Même si la remontée des marchés paraît déjà étonnante, doit-on s’attendre à de nouvelles progressions au fur et à mesure des annonces de déconfinement par les gouvernements?

«Probablement. Tout d’abord, comme je l’ai déjà souligné, les banques centrales ne sont pas au bout de leur action. Deuxièmement, tout le monde s’est jusqu’ici montré prudent. Donc, entre les gens qui conservent du cash comme les gérants et l’appétit pour le risque qui n’est pas à un niveau très élevé, il reste de la place pour de bonnes surprises.

Beaucoup d’activités qui ont été massacrées vont remonter la pente.

Alexis Bienvenugérant de portefeuilleLa Financière de l'Echiquier

Alors que les PIB des États sont en train de plonger partout dans le monde, les marchés remontent. Doit-on admettre qu’ils sont déconnectés de la réalité?

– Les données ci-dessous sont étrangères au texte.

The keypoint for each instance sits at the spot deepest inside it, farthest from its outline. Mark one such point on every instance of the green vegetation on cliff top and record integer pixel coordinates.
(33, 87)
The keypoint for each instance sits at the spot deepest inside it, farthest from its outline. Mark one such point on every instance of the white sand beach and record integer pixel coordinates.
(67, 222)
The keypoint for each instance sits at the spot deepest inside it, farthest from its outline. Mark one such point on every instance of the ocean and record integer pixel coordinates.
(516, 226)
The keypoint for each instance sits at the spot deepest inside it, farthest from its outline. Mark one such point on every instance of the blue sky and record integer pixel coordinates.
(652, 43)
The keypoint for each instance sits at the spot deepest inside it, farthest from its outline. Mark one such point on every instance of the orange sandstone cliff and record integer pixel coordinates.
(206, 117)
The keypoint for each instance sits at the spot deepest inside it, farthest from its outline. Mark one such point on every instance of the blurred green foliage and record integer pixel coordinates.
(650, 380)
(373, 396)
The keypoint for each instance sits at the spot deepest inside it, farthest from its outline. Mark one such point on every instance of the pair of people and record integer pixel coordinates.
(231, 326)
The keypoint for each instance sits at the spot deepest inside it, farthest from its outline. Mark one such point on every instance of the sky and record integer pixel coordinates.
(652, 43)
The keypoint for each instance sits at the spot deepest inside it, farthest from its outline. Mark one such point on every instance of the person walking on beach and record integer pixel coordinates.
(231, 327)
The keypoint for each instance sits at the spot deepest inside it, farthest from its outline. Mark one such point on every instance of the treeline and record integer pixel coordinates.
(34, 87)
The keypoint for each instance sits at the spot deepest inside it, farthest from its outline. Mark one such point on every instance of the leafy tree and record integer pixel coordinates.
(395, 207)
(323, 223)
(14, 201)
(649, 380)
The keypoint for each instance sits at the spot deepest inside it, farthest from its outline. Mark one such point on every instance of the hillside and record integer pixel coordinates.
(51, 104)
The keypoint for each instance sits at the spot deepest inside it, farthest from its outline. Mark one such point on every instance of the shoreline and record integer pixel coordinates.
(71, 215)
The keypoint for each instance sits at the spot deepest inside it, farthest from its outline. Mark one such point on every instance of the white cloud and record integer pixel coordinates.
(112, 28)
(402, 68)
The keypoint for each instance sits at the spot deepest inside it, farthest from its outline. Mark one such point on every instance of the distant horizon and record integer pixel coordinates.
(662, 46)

«On pourrait voir ça comme une déconnexion du monde réel. Il est clair que, par rapport au nombre de chômeurs, il y a déconnexion. Par contre, d’autres aspects fondamentaux, comme les achats pratiqués par les banques centrales, permettent ce mouvement. Elles permettent aux États de proposer des taux d’intérêt très bas et donc de s’endetter sans frais, parfois même à des taux négatifs. Tout ce processus entraîne des conséquences positives dans l’économie réelle. En s’endettant, les États établissent des plans de soutien qui, au final, portent l’économie réelle. Grâce à ces actions, la crise devrait être moins profonde et moins durable qu’elle n’aurait été si on n’avait rien fait. Cela, les marchés l’ont compris. En fait, les marchés semblent déconnectés, mais c’est surtout parce qu’ils ont anticipé un redressement plus rapide grâce aux actions prises rapidement pour combattre la crise. Ce n’est donc pas une déconnexion, plutôt une connexion qui ne se voit pas.

Face au déconfinement, doit-on s’attendre à un rebond en bourse pour certains secteurs?

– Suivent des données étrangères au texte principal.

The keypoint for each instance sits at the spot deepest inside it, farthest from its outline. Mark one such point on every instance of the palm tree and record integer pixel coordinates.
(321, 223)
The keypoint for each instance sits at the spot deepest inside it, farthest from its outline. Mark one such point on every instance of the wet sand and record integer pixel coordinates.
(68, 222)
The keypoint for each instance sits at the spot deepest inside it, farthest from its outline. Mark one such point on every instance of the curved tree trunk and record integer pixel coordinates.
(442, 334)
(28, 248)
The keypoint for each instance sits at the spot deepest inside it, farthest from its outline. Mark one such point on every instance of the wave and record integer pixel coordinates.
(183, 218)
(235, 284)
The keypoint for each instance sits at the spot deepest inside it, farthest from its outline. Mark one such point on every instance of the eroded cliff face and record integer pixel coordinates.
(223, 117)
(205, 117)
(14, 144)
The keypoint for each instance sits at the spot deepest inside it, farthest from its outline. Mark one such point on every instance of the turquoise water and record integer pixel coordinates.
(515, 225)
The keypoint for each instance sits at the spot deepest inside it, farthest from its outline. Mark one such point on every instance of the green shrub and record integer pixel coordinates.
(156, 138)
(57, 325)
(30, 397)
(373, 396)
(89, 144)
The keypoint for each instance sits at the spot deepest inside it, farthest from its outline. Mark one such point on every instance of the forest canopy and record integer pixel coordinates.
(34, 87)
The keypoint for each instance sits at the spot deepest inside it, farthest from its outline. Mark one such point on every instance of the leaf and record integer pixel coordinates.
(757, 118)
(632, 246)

«Oui, des secteurs comme l’hôtellerie, les voyages, les transports devraient remonter la pente. Mais ce sera long. La remontée s’amorcera à peine au cours de l’été. Comme ces actions ne valent plus très cher, on peut s’attendre à un rebond très important. Mais on ne le verra peut-être pas immédiatement. Il faut d’abord trouver des solutions pour permettre à ces entreprises de survivre alors qu’elles n’engrangent aucune rentrée. Mais ce sont des domaines qui pourraient être très prometteurs à un horizon de six mois. À encore plus longue échéance, on devrait aussi observer un rebond important pour le pétrole. Le déconfinement sera long, les stocks sont importants, mais des investissements sont aussi à l’arrêt à cause des prix trop faibles. Un jour, si l’activité reprend un rythme normal, on pourrait donc à nouveau connaître un problème d’offre. Beaucoup d’activités qui ont été massacrées vont remonter la pente.»